You’re from in there, aren’t you?
He said ‘in there’ in a deeply impressed tone.
I’ve seen you lots of times.
Adrian didn’t know what to say. The boy’s grin grew even broader.
You won’t get far, at least not in that kit!
Adrian looked down at his short trousers and dirty sandals. The boy was tugging at the front wheel of his bike which had partly jammed under Adrian. It was a good bike, with a sturdy frame and wide tyres. It didn’t have a light in front but the boy had a phosphorus lamp pinned to one lapel on his half-length jacket. In its pale light, the boy gestured to Adrian to jump on. They took off, Adrian perching uneasily on the handlebars, with the bell pressing into a buttock and his legs sticking almost straight out, while he heard his young benefactor sometimes singing behind him, sometimes panting as he pushed on the pedals and they zoomed downhill along Flötzersteig.

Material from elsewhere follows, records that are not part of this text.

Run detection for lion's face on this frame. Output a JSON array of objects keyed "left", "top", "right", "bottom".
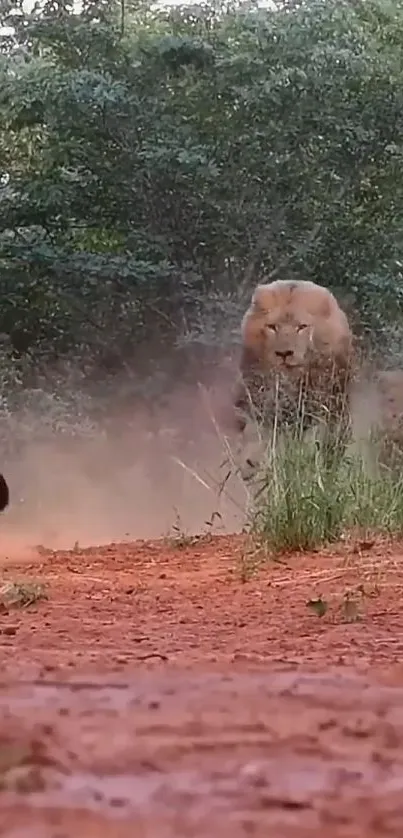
[{"left": 243, "top": 281, "right": 351, "bottom": 375}]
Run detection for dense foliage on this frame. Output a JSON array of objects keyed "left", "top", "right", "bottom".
[{"left": 0, "top": 0, "right": 403, "bottom": 366}]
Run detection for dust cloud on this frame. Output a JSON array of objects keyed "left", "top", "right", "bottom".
[{"left": 0, "top": 364, "right": 246, "bottom": 561}]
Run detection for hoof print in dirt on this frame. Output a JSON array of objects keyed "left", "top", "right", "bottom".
[{"left": 0, "top": 474, "right": 10, "bottom": 512}]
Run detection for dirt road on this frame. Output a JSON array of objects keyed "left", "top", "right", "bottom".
[{"left": 0, "top": 537, "right": 403, "bottom": 838}]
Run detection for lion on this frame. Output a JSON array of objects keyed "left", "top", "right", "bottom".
[{"left": 234, "top": 280, "right": 354, "bottom": 470}]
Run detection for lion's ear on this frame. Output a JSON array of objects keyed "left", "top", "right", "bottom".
[{"left": 250, "top": 285, "right": 269, "bottom": 314}]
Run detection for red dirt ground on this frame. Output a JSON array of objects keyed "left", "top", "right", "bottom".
[{"left": 0, "top": 537, "right": 403, "bottom": 838}]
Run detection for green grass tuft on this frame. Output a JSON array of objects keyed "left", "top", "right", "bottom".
[{"left": 248, "top": 434, "right": 403, "bottom": 553}]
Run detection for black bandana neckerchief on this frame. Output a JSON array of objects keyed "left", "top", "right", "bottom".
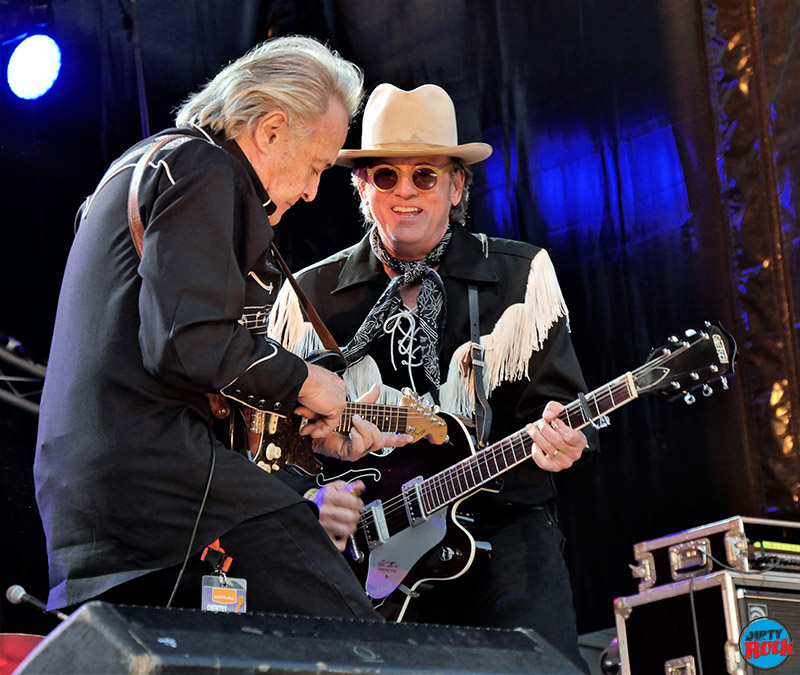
[{"left": 342, "top": 227, "right": 452, "bottom": 393}]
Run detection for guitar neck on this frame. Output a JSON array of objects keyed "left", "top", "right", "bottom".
[
  {"left": 334, "top": 402, "right": 408, "bottom": 434},
  {"left": 411, "top": 373, "right": 637, "bottom": 513}
]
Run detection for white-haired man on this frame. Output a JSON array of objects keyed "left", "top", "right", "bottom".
[
  {"left": 269, "top": 84, "right": 587, "bottom": 668},
  {"left": 34, "top": 37, "right": 404, "bottom": 619}
]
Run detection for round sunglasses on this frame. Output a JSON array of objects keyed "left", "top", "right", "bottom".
[{"left": 367, "top": 164, "right": 450, "bottom": 192}]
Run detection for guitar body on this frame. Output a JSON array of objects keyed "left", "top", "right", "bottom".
[
  {"left": 317, "top": 322, "right": 736, "bottom": 621},
  {"left": 317, "top": 412, "right": 494, "bottom": 621}
]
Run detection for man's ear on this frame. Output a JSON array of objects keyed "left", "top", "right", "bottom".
[
  {"left": 450, "top": 170, "right": 465, "bottom": 206},
  {"left": 356, "top": 180, "right": 369, "bottom": 204},
  {"left": 255, "top": 110, "right": 289, "bottom": 152}
]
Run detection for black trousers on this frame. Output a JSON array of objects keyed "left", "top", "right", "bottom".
[
  {"left": 407, "top": 502, "right": 589, "bottom": 673},
  {"left": 96, "top": 503, "right": 383, "bottom": 621}
]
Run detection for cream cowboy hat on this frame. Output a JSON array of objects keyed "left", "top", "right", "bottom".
[{"left": 336, "top": 83, "right": 492, "bottom": 166}]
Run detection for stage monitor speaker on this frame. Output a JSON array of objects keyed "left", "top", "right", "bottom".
[{"left": 15, "top": 602, "right": 581, "bottom": 675}]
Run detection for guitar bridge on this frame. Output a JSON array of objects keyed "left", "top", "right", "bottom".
[
  {"left": 402, "top": 476, "right": 428, "bottom": 527},
  {"left": 361, "top": 499, "right": 389, "bottom": 550}
]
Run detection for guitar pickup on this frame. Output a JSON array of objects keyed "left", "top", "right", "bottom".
[
  {"left": 361, "top": 499, "right": 389, "bottom": 551},
  {"left": 402, "top": 476, "right": 428, "bottom": 527}
]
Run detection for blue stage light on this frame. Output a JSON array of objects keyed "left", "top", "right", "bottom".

He could just distinguish in the dark the allotment gardens they had marched past so often, then another place he recognised, the Wilhelminenspital’s towering façade. As they swept down the long slope towards Ottakring, the wartime blackout meant that all he could make out at the bottom of the valley was a jumble of roofs and chimneys, but it didn’t take long before he saw, rising out of the dark, real buildings with proper frontages facing real streets with cars driving up and down and on the pavements people walking about, real flesh-and-blood people, not half-dead prisoners. A wild happiness filled Adrian’s mind. He was free.